Posted by: Sarah | January 24, 2009 at 04:00 PM
Wow, wow, and wow. You go, mama! Great story and well told.
Posted by: Robin | January 24, 2009 at 04:24 PM
Congratulations on your beautiful daughter.
I, too, have had two out of two posterior babies, and my doula also suggested that it may be the way I'm built. I went swimming a lot in the final two weeks before the second birth, always sat "properly" and rarely reclined, and yet, bam, another sunny-side-up baby. With both of them, the pushing was difficult -- 3 hours the first time, and over an hour the second time (even though the whole labor only lasted 6 hours).

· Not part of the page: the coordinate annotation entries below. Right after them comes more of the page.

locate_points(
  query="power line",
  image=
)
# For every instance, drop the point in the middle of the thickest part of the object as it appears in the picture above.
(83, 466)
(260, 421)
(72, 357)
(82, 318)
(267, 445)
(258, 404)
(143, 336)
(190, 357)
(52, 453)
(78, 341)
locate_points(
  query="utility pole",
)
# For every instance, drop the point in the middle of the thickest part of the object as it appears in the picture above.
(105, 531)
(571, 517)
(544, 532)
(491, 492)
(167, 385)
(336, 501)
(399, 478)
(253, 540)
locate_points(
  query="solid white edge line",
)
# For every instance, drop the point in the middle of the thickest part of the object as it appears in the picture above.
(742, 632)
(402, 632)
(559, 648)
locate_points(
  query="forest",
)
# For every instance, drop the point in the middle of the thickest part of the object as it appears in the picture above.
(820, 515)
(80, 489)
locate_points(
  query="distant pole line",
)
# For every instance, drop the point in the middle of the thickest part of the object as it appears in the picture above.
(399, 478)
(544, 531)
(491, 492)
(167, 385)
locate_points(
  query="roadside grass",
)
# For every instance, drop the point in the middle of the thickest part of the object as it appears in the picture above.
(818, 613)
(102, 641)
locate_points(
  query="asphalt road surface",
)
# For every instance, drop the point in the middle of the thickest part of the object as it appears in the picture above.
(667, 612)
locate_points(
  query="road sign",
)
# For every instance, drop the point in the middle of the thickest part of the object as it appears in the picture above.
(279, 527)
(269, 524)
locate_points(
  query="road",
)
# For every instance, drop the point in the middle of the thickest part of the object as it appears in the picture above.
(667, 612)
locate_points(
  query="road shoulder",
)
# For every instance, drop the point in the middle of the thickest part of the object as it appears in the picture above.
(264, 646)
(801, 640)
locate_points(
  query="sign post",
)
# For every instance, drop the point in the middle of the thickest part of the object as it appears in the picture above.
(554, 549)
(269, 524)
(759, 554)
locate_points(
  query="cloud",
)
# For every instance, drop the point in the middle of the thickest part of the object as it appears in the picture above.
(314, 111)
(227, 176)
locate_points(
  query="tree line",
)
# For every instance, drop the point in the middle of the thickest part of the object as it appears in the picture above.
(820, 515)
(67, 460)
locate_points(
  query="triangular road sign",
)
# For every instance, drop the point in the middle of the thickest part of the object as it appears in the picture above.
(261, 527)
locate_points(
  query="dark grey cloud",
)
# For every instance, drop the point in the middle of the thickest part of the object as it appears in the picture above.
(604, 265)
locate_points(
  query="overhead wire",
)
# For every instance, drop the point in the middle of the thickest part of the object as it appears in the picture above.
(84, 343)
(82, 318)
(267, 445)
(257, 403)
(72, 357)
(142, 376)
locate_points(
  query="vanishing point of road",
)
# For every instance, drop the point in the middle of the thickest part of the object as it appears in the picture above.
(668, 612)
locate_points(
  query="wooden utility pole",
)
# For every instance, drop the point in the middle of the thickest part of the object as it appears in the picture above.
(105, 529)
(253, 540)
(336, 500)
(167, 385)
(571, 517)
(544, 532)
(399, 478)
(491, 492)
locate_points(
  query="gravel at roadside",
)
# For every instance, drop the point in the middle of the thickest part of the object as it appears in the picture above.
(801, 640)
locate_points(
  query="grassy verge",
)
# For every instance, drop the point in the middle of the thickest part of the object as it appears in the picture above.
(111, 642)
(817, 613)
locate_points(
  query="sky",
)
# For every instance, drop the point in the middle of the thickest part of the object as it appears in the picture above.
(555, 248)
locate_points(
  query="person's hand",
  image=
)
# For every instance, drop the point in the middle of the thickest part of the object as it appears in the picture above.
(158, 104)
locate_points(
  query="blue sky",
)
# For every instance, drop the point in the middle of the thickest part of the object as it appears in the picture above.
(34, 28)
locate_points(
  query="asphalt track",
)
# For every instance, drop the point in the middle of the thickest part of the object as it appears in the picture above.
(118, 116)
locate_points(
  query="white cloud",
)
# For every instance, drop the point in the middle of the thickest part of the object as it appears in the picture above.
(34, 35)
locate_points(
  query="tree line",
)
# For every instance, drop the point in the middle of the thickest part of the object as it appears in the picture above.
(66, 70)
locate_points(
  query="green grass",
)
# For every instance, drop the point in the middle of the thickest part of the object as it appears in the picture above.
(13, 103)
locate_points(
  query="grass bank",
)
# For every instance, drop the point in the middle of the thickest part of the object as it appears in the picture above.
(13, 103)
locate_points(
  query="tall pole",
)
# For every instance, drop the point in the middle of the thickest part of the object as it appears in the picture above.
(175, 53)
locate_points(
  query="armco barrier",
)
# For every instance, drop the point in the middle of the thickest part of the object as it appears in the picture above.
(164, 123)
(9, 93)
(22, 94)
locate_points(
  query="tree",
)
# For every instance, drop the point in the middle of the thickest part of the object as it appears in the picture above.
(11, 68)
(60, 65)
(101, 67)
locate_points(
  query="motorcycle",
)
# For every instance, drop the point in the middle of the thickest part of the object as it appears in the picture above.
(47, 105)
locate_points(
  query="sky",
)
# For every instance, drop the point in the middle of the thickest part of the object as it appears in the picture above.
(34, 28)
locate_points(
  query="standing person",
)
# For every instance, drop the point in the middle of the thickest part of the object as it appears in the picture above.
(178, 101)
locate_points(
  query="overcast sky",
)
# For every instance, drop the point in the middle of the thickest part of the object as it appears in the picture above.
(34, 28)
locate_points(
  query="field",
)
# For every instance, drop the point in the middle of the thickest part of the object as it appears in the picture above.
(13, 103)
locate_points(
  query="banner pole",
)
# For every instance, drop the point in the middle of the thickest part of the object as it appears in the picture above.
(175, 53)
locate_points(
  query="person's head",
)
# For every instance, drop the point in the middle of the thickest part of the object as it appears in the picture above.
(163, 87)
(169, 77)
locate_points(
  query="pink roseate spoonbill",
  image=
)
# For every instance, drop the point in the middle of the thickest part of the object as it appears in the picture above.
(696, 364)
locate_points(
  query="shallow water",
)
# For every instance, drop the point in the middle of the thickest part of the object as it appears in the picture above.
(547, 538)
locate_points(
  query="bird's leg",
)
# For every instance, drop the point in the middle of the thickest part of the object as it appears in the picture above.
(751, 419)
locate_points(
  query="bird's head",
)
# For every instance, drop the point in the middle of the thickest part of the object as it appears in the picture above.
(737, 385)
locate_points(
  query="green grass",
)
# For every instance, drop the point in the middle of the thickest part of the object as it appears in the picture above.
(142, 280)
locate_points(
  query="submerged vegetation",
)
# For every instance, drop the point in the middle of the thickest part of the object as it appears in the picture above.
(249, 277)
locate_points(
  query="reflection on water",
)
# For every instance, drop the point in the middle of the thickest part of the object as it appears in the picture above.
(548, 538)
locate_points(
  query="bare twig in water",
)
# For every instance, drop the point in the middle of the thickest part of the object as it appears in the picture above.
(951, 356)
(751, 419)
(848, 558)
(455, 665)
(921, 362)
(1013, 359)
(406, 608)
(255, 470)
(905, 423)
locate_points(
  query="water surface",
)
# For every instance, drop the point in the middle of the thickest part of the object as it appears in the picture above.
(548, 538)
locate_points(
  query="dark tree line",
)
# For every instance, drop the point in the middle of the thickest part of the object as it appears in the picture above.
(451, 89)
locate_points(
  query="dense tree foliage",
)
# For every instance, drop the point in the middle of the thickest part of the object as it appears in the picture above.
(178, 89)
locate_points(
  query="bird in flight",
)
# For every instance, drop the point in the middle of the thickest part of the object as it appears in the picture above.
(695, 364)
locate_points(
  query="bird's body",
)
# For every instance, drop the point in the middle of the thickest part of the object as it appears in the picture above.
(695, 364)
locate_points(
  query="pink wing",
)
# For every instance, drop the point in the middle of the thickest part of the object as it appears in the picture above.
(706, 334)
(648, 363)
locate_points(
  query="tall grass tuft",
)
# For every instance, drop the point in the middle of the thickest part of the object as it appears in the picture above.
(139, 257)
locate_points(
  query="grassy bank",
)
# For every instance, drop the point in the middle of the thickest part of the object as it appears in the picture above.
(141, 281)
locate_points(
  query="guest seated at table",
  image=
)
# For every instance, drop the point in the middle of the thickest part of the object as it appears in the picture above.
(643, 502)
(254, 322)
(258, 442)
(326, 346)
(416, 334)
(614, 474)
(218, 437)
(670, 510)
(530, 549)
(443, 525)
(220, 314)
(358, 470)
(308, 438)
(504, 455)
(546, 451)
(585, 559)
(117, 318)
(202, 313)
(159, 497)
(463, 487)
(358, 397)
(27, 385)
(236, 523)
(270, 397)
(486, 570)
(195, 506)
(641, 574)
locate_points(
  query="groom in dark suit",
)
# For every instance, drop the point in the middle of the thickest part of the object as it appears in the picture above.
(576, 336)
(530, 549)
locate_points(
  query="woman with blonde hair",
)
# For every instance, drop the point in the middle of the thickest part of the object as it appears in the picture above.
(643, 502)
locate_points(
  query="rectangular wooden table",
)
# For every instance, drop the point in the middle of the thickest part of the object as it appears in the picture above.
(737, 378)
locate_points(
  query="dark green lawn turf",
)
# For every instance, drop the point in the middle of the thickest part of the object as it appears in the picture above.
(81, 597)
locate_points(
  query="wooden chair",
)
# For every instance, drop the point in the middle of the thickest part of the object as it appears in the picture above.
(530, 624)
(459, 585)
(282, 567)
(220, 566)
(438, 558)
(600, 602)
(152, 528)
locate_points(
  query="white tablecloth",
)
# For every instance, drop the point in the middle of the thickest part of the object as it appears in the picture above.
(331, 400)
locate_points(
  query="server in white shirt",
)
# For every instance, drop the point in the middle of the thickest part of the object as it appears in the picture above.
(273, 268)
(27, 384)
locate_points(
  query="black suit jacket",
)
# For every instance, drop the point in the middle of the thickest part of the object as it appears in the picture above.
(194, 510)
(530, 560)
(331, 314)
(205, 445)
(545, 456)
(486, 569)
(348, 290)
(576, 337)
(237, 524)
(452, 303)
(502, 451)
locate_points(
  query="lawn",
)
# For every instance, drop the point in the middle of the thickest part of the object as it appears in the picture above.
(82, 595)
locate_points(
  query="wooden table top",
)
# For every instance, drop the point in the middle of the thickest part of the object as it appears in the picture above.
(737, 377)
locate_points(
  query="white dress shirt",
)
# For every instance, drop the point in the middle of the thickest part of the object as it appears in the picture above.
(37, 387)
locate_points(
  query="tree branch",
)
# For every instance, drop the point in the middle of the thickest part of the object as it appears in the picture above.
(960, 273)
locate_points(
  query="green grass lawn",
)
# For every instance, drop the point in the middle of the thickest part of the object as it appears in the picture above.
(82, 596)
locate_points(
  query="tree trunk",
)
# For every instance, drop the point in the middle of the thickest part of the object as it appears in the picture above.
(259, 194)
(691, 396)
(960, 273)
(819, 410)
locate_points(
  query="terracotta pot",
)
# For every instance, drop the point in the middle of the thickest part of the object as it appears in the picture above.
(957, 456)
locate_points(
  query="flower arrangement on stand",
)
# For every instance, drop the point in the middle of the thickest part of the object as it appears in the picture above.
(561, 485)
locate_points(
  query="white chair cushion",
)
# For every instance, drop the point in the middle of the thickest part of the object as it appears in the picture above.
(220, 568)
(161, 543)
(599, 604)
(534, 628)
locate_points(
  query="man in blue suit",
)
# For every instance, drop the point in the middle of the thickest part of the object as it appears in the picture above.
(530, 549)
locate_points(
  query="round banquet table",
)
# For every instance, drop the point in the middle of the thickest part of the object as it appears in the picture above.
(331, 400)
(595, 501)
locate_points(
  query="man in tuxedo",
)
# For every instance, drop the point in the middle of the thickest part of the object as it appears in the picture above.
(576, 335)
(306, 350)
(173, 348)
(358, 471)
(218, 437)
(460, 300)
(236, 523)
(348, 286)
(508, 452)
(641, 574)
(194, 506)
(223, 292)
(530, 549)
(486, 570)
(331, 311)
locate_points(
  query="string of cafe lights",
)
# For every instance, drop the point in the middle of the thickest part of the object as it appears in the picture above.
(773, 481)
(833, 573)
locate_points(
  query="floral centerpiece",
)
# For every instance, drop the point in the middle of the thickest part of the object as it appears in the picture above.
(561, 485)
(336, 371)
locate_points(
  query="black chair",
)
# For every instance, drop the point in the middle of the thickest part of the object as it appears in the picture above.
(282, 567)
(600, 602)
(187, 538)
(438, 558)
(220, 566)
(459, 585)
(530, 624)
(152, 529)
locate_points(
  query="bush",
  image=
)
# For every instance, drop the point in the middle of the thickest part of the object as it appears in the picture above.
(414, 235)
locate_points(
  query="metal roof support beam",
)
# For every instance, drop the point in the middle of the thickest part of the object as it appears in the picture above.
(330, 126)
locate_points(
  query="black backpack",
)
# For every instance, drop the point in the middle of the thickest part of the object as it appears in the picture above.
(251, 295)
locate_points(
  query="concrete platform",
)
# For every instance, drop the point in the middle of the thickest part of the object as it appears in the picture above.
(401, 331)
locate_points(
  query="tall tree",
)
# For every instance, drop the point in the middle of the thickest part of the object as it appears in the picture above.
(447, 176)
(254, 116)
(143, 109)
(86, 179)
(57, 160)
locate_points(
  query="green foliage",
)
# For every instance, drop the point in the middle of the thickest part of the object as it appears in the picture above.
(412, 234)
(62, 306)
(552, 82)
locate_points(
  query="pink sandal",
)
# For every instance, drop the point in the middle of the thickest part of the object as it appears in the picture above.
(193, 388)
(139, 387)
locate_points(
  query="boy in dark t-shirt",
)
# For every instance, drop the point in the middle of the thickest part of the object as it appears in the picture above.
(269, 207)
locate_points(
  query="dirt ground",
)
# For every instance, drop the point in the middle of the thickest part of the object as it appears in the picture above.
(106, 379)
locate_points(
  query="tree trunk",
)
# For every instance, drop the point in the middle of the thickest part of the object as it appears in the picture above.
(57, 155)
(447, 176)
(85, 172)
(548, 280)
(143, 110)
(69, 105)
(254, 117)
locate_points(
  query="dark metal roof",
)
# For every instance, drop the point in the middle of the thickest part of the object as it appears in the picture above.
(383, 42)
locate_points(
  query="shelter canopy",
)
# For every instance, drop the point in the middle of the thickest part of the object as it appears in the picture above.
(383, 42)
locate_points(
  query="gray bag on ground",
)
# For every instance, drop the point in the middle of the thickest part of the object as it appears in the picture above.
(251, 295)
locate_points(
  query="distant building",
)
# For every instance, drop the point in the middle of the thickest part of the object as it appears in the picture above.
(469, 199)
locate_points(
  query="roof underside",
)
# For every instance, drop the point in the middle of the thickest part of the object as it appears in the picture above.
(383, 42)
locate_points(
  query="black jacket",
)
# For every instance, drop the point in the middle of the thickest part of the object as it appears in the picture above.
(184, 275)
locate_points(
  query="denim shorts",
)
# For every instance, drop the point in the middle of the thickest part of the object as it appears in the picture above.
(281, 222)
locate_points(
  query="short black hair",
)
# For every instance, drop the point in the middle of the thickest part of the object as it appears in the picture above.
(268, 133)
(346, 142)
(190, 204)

Posted by: Carrie Kirby | January 25, 2009 at 04:49 PM
Carrie, that's interesting. It's funny, with Daphne she was OA until she started to move down -- clearly, a pelvis thing going on.
I think the whole optimal fetal positioning thing is overall a good one, but I believe that bones are going to trump positioning every time!
Posted by: Jo | January 25, 2009 at 10:19 PM
Congratulations!!!!!
Welcome Daphne!!! (Awesome name, by the way...love that name.)
Thanks for sharing this. I was one of those (unwilling) high tech people and cool with that but you make me see why people strive so hard for the groovy more natural options.
Posted by: ozma | January 25, 2009 at 10:48 PM
Thanks for sharing all this, Jo. And congratulations again!